Unless some open(ish) spec is produced, the ability for two way communication doesn't necessarily mean you can actually communicate on any given network... without that operator's assistance. It wouldn't be plug 'n play as things currently stand.


----------



## BigJimOutlaw (Mar 21, 2004)

Yes, hence theoretical. I _strongly_ stress theoretical.


----------



## JosephB (Nov 19, 2010)

magnus said:


> Is this something that would work for AT&T Uverse?


No. Uverse is pure IPTV and is based on a Microsoft platform. This box is QAM/cable, even the IP stuff is picked up via it's internal cable modem. Physically it couldn't connect to Uverse, not to mention the software.


----------



## drebbe (Apr 11, 2012)

http://www.pace.com/universal/news-events/press-releases/2013/gci-pace-tivo-platform-launch/

Although the first post in this thread summarizes many of the technical specs of the Pace XG1 hardware, it may also be helpful to look here:

http://www.pace.com/Documents/Products/Am/STB/xg1.pdf

For example, one feature of the XG1 that I had overlooked was a removable HDD.


----------



## SullyND (Dec 30, 2004)

I wonder if it's intended to be user removable, or for easy servicing. Maybe TiVo OS is stored in flash? How does the HDMI input work? Seems like a pretty cool DVR.

It even has a clock!


----------



## aaronwt (Jan 31, 2002)

SullyND said:


> .............
> 
> It even has a clock!


:down::down::down::down::down:


----------



## atmuscarella (Oct 11, 2005)

So am I to assume this will be working with TiVo Minis?


----------



## drebbe (Apr 11, 2012)

atmuscarella said:


> So am I to assume this will be working with TiVo Minis?


Or the (MSO-only) TiVo Previews.
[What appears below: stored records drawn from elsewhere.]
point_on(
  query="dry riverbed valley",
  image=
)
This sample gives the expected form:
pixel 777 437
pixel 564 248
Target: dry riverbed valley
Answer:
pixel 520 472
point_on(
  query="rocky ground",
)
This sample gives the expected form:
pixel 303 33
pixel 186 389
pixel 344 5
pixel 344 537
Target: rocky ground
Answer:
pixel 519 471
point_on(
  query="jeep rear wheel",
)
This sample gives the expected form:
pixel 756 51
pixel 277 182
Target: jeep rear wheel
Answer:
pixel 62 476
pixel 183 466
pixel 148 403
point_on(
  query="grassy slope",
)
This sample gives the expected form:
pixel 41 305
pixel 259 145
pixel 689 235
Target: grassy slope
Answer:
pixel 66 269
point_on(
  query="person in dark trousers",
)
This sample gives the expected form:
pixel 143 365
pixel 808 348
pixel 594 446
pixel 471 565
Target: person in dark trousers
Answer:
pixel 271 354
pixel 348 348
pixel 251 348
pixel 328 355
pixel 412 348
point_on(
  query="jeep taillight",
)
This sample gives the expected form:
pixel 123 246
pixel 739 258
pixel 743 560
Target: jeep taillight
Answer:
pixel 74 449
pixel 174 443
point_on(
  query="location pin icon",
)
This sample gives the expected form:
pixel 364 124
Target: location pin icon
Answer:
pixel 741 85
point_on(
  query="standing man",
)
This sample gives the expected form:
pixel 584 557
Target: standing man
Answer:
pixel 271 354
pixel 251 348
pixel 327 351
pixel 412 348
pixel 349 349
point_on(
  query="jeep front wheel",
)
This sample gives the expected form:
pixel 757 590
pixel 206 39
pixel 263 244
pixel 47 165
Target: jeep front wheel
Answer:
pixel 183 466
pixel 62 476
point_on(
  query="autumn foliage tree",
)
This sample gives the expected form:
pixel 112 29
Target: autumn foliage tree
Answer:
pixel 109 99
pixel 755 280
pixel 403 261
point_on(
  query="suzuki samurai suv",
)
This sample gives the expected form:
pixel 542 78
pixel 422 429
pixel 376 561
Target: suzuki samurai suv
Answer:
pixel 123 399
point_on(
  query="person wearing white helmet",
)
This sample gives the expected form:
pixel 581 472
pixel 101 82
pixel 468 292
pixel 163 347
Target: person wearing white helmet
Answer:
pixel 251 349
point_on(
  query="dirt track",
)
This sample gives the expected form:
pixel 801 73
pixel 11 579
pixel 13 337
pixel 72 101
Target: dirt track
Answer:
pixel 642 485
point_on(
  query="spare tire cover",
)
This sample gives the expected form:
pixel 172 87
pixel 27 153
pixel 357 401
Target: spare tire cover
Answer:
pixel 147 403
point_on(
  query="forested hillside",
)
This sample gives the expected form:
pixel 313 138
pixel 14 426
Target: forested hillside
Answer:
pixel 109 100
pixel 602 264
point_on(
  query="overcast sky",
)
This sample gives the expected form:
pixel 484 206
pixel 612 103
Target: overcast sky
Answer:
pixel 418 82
Not clear which.

The most important news in this announcement to the larger TiVo community is that TiVo has deployed a version of their software that runs on the Broadcom BCM 7425.


----------



## Johncv (Jun 11, 2002)

innocentfreak said:


> Unfortunate since a 6 tuner TiVo is the only product that interests me from today's news.


Move to Alaska. 

http://www.fiercecable.com/story/gci-deploys-tivo-powered-pace-xg1-gateways/2013-08-12?utm_medium=nl&utm_source=internal

Anyone from Alaska can confirm this and post pics?


----------



## Johncv (Jun 11, 2002)

SullyND said:


> I wonder if it's intended to be user removable, or for easy servicing. Maybe TiVo OS is stored in flash? How does the HDMI input work? Seems like a pretty cool DVR.
> 
> It even has a clock!


I would think that one that use the TiVo software would likely have the TiVo logo on it. Why is everyone so hung-up on having clock?


----------



## aaronwt (Jan 31, 2002)

Johncv said:


> I would think that one that use the TiVo software would likely have the TiVo logo on it. Why is everyone so hung-up on having clock?


For me, I don't like having a clock since just about every device already has a clock. one button press and I can see the timeon my TiVo.
I guess as long as there is a way to turn off the display, I'm not opposed to it though.


----------



## Dan203 (Apr 17, 2000)

We have a large analog atomic clock hanging behind the TV so I have no need for a clock on any of my devices.


----------



## Johncv (Jun 11, 2002)

Dan203 said:


> We have a large analog atomic clock hanging behind the TV so I have no need for a clock on any of my devices.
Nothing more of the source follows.